ータイムリープー
「私は次元を操れます」
正直、何言ってるかわからなかった。この子は不思議ちゃんなのかな?とも思った。でも、この後の出来事で、俺たちは全てを知ることになる。
「次元を操れる?何を馬鹿なことを」
クラスの男子、池辺が言った。その通りだと思った。次元を操れるなんて、そもそも、常識的に考えておかしいだろ!
「大体、次元を操るってなんなんですか?どーゆうことなんですか?俺たちには理解できないのですが」
次元なんて、操れるわけない。俺たちの常識にはそうインプットされている。
「いえ、本当に操れます」
三笠かなえが言った。って言われたって信じられるわけないじゃないか。
「操れるなら、見せてくださいよ。その『次元を操る』とやらを」
「わかりました」
三笠かなえはそう言うと、手を天に掲げた。何するつもりだ?クラス中がざわつく。すると。
「『我は次元を操りしもの。我に力を捧げよ。タイムリープ!!』」
突然、時空が歪んだ気がした。頭が痛くなる。耳が聞こえない。そして、視界が真っ暗になった。
ジリジリジリジリ.....。
目覚まし時計が見る。八時二十五分を指している。
「....ん?ここは?あ、家か。」
俺は、自分の家にいた。フカフカのベッドの上。あ、そうか、今のは夢だったのね笑笑。
でも。この光景は見たことがある。太い針が「八」を指し、細い針が「五」を指している。つい最近、こんなことなかったっけ?

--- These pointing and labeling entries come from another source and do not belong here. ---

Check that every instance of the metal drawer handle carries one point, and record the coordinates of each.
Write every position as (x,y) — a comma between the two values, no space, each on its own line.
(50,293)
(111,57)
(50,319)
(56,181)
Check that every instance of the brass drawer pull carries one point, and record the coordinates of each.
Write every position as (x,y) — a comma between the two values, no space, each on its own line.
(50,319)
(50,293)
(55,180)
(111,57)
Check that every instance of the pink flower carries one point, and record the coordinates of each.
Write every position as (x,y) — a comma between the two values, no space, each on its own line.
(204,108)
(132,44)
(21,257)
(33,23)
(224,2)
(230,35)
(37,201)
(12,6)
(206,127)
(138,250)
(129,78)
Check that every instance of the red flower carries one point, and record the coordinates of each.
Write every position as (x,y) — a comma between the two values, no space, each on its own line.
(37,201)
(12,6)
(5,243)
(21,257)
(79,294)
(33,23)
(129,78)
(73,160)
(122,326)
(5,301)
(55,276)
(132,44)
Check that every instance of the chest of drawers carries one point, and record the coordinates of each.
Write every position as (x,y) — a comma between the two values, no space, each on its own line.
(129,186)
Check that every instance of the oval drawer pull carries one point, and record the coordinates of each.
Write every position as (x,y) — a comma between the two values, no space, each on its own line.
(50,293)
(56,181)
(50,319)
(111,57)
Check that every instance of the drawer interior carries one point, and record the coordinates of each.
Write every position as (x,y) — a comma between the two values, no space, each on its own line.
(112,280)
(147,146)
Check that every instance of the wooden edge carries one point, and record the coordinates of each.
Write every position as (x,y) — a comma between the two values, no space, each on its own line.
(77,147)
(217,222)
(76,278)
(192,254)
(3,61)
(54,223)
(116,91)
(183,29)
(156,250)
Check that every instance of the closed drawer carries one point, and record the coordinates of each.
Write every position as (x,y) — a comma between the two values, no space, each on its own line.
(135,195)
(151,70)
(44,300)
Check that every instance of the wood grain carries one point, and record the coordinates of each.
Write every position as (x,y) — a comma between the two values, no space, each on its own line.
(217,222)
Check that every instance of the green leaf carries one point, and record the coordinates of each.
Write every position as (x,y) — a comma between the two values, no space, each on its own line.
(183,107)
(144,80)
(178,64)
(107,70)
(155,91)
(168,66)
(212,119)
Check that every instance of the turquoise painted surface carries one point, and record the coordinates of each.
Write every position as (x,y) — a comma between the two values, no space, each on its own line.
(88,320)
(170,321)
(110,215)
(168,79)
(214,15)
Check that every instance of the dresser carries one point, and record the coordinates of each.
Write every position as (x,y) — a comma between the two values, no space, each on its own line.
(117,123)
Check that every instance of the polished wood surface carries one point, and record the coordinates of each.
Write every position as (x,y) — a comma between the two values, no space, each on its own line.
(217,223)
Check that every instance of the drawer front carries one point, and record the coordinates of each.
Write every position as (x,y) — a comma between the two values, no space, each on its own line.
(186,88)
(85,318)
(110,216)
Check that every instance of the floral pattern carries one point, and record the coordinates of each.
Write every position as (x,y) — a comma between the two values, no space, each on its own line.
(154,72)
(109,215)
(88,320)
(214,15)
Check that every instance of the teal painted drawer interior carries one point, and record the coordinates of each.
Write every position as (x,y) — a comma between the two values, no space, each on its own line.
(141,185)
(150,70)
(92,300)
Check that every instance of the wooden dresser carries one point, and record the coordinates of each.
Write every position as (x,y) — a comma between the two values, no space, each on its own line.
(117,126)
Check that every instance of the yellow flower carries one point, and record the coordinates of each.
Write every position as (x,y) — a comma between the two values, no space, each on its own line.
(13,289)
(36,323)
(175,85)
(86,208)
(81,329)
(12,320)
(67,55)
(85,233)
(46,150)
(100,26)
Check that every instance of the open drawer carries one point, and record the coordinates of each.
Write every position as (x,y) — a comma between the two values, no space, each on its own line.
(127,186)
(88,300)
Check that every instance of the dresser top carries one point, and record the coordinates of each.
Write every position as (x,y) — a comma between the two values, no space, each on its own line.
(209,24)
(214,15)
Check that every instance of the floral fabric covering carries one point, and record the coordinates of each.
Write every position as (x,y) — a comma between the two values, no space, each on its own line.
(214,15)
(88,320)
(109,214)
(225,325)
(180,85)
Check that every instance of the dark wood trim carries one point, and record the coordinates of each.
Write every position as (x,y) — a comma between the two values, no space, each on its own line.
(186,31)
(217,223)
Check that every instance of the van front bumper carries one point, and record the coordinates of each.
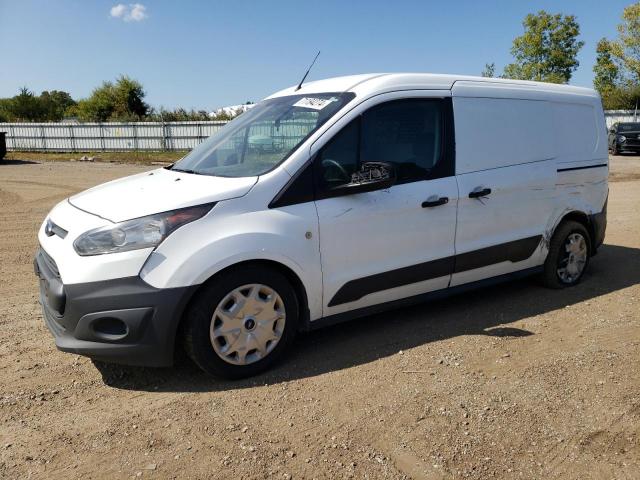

「あ、そうだ!俺はさっきまで学校にいたんだった!!」
そこで、あることに気づく。
「だとしたら」
大急ぎで階段を降りていった。そう。もし、これで三笠かなえの言ってることが正しいのならば、妹に会うはずだ。すると。
「お兄ちゃんどうしたの?そんなに急いで」
やっぱりだぁぁぁぁぁ!!??あいつ、ほんとにタイムリープさせやがった!?
「あ、ああ。なんでもない!!行ってきます!」
「お兄ちゃん、ご飯はいいの??」
「ああ!あとで食う!ってか、お前時間見とけよ!?!?」
「え!?あ、もうこんな時間!!」
俺は家を出て大急ぎで学校に行く...ふりをした。